Томас Гоббс особо интересен в контексте нашего рассмотрения тем, что, с одной стороны, сам по себе стал объектом споров по поводу собственной буржуазной и не столь буржуазной природы, а с другой стороны – в своих взглядах столкнул устремления гордого – по-возрожденчески гордого – человека и человека, жаждущего мира. Проблема, видимо, порождена тем, что существует напряжение между человеческой природой, как ее описывает Гоббс, и путями установления мира с помощью разума. В «Человеческой природе» Гоббс описывает славу, «внутреннее чувство самоудовлетворения, или триумф души» как «страсть, имеющую своим источником воображение, или представление о нашей собственной силе и ее превосходстве над силами того, с кем мы состязаемся… Эта страсть именуется гордыней теми, кому она не нравится, а те, кому она нравится, называют ее сознанием собственного достоинства»[16]. (В стороне остается вопрос, кому она нравится или не нравится и почему.) Соответственно, «страсть, противоположная страсти к славе и проистекающая из сознания наших собственных недостатков, называется смирением теми, кто эту страсть одобряет. Другие же называют ее малодушием и убожеством»[17]. Если слава является «хорошо обоснованной», она способствует стремлению, развивающему человека, двигающему его все к большей силе в том бесконечном соревновании, которое и есть для Гоббса жизнь.
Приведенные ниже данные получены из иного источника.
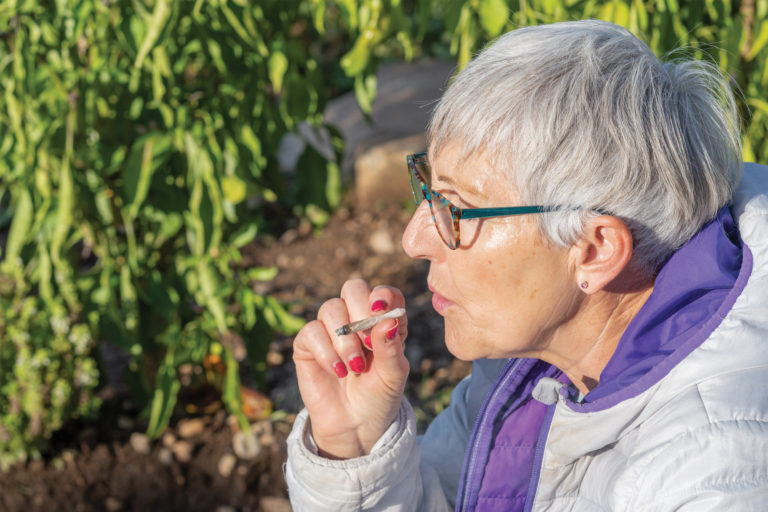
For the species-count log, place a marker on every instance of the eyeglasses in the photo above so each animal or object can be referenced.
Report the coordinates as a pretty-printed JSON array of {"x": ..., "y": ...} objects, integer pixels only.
[{"x": 447, "y": 215}]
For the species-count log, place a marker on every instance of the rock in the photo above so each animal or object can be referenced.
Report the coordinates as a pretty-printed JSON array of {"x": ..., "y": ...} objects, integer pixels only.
[
  {"x": 227, "y": 463},
  {"x": 274, "y": 504},
  {"x": 139, "y": 443},
  {"x": 125, "y": 423},
  {"x": 190, "y": 427},
  {"x": 406, "y": 94},
  {"x": 168, "y": 439},
  {"x": 112, "y": 504},
  {"x": 165, "y": 456},
  {"x": 381, "y": 171},
  {"x": 245, "y": 446},
  {"x": 183, "y": 451},
  {"x": 381, "y": 242}
]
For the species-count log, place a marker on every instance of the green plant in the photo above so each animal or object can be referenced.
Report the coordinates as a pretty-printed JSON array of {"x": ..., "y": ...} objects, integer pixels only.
[
  {"x": 47, "y": 372},
  {"x": 138, "y": 156},
  {"x": 731, "y": 33}
]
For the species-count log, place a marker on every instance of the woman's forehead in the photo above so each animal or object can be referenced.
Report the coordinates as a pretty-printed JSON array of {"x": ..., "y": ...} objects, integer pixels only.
[{"x": 468, "y": 173}]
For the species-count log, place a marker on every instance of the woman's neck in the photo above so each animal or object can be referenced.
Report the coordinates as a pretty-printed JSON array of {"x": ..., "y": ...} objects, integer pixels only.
[{"x": 583, "y": 347}]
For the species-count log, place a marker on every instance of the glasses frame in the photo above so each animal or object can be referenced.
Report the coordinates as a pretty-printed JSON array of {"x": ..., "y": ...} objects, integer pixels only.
[{"x": 458, "y": 213}]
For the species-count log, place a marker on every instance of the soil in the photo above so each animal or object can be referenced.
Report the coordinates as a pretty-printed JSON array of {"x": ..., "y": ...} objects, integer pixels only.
[{"x": 110, "y": 465}]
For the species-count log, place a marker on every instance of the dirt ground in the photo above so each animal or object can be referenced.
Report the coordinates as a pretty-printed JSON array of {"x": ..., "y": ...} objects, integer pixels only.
[{"x": 109, "y": 465}]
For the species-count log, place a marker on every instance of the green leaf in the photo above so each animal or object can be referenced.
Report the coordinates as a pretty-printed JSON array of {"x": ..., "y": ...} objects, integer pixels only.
[
  {"x": 234, "y": 189},
  {"x": 22, "y": 221},
  {"x": 493, "y": 16},
  {"x": 157, "y": 24},
  {"x": 278, "y": 65},
  {"x": 759, "y": 43},
  {"x": 147, "y": 155},
  {"x": 244, "y": 235},
  {"x": 262, "y": 273},
  {"x": 164, "y": 397}
]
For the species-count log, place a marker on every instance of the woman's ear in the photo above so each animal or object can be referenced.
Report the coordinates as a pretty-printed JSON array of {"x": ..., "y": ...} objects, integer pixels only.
[{"x": 602, "y": 253}]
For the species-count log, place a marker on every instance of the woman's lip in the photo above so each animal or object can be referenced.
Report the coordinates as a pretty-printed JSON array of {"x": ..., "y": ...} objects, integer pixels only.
[{"x": 439, "y": 302}]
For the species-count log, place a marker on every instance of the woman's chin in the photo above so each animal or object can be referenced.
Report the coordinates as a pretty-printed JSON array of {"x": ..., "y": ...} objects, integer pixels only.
[{"x": 462, "y": 347}]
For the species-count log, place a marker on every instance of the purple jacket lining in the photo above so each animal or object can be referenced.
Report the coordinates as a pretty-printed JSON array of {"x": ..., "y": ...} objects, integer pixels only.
[
  {"x": 694, "y": 292},
  {"x": 662, "y": 334}
]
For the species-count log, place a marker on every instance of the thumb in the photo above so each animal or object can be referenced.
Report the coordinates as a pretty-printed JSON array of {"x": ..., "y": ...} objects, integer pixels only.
[{"x": 389, "y": 361}]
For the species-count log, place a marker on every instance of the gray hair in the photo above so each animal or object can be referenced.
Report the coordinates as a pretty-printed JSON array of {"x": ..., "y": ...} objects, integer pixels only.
[{"x": 583, "y": 114}]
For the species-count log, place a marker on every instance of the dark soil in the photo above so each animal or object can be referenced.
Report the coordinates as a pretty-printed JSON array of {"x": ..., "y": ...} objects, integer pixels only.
[{"x": 109, "y": 465}]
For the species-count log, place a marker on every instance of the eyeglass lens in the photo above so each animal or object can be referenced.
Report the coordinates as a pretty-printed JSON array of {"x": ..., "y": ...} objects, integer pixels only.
[{"x": 438, "y": 205}]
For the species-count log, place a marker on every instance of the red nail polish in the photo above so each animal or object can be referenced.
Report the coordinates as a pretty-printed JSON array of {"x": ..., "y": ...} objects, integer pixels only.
[
  {"x": 356, "y": 364},
  {"x": 340, "y": 369},
  {"x": 393, "y": 331},
  {"x": 379, "y": 305}
]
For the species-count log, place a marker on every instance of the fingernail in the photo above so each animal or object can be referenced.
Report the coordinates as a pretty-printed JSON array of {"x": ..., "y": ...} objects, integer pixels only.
[
  {"x": 340, "y": 369},
  {"x": 379, "y": 305},
  {"x": 393, "y": 331},
  {"x": 356, "y": 364}
]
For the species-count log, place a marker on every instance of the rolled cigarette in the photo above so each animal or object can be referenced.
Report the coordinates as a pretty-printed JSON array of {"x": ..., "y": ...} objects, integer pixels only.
[{"x": 367, "y": 323}]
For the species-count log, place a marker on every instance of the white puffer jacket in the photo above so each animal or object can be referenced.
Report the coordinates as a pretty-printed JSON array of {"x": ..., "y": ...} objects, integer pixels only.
[{"x": 695, "y": 440}]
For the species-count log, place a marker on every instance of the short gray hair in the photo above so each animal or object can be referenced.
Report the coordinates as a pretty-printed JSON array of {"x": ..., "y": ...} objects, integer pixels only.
[{"x": 584, "y": 114}]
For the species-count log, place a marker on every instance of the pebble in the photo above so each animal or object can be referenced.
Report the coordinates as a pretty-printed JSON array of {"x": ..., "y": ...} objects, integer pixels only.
[
  {"x": 112, "y": 504},
  {"x": 190, "y": 427},
  {"x": 226, "y": 464},
  {"x": 165, "y": 456},
  {"x": 274, "y": 504},
  {"x": 381, "y": 242},
  {"x": 245, "y": 446},
  {"x": 125, "y": 423},
  {"x": 139, "y": 443},
  {"x": 183, "y": 451},
  {"x": 168, "y": 439}
]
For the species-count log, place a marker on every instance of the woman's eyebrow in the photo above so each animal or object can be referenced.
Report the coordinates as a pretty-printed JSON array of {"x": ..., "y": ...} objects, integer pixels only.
[{"x": 468, "y": 190}]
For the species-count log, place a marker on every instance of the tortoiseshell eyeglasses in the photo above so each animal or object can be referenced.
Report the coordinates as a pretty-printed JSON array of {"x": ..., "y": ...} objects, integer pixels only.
[{"x": 445, "y": 214}]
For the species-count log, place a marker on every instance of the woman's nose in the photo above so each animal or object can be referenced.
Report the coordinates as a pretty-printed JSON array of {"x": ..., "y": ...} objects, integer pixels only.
[{"x": 420, "y": 234}]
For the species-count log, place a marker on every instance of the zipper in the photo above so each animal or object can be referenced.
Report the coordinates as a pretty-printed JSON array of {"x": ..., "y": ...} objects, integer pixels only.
[
  {"x": 538, "y": 457},
  {"x": 477, "y": 430}
]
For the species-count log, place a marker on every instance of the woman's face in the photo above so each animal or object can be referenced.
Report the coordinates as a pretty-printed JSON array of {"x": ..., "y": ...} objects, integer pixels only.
[{"x": 506, "y": 291}]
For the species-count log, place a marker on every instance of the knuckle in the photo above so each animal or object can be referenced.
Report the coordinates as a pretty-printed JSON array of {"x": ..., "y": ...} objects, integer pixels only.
[{"x": 329, "y": 306}]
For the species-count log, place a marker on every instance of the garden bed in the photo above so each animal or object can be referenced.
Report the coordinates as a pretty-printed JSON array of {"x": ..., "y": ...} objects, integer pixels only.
[{"x": 110, "y": 465}]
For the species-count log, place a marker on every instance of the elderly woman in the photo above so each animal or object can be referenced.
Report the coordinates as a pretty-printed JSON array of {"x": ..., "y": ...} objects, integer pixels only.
[{"x": 598, "y": 251}]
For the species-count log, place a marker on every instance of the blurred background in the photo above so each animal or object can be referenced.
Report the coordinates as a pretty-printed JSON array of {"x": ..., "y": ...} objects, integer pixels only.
[{"x": 182, "y": 183}]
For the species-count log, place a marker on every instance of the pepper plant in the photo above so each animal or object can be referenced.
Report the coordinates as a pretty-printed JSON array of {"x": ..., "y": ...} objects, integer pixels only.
[{"x": 138, "y": 156}]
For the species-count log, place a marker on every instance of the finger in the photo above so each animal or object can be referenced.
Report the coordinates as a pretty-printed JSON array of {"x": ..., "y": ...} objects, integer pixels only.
[
  {"x": 355, "y": 293},
  {"x": 313, "y": 343},
  {"x": 388, "y": 341},
  {"x": 386, "y": 298},
  {"x": 333, "y": 313}
]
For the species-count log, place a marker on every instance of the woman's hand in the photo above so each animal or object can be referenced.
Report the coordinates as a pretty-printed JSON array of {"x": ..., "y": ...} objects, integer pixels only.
[{"x": 352, "y": 393}]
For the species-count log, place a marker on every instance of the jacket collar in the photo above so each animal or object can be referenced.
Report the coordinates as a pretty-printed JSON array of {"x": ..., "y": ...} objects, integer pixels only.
[{"x": 699, "y": 283}]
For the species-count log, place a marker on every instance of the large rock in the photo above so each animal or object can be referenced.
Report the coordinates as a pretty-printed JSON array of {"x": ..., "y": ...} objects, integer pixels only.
[{"x": 375, "y": 151}]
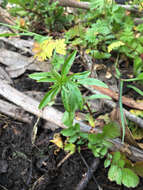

В «Левиафане» гордость оценивается уже в точки зрения цели достижения мира, а не личных успехов. Для увеличения принудительной силы клятвы человеческая природа имеет лишь два средства. «Этими средствами являются или боязнь последствий нарушения своего слова, или желание славы и чувство гордости, побуждающие человека показать, что он способен не нарушать своего слова. Это последнее является благородством, слишком редко встречаемым, чтобы на него можно было рассчитывать, особенно у тех, кто преследует цели богатства, власти или чувственных наслаждений, а к ним принадлежит большая часть человечества. Страсть, на которую можно положиться, – это страх…»[18]. Далее гордость появляется уже как предмет девятого закона: «Если природа поэтому сделала людей равными, то это равенство должно быть признано; если же природа сделала людей неравными, то равенство все же должно быть допущено, так как люди считают себя равными и вступят в мирный договор не иначе как на равных условиях. Вот почему я в качестве девятого естественного закона устанавливаю здесь, что каждый человек должен признать других равными себе от природы. Нарушение этого правила есть гордость»[19].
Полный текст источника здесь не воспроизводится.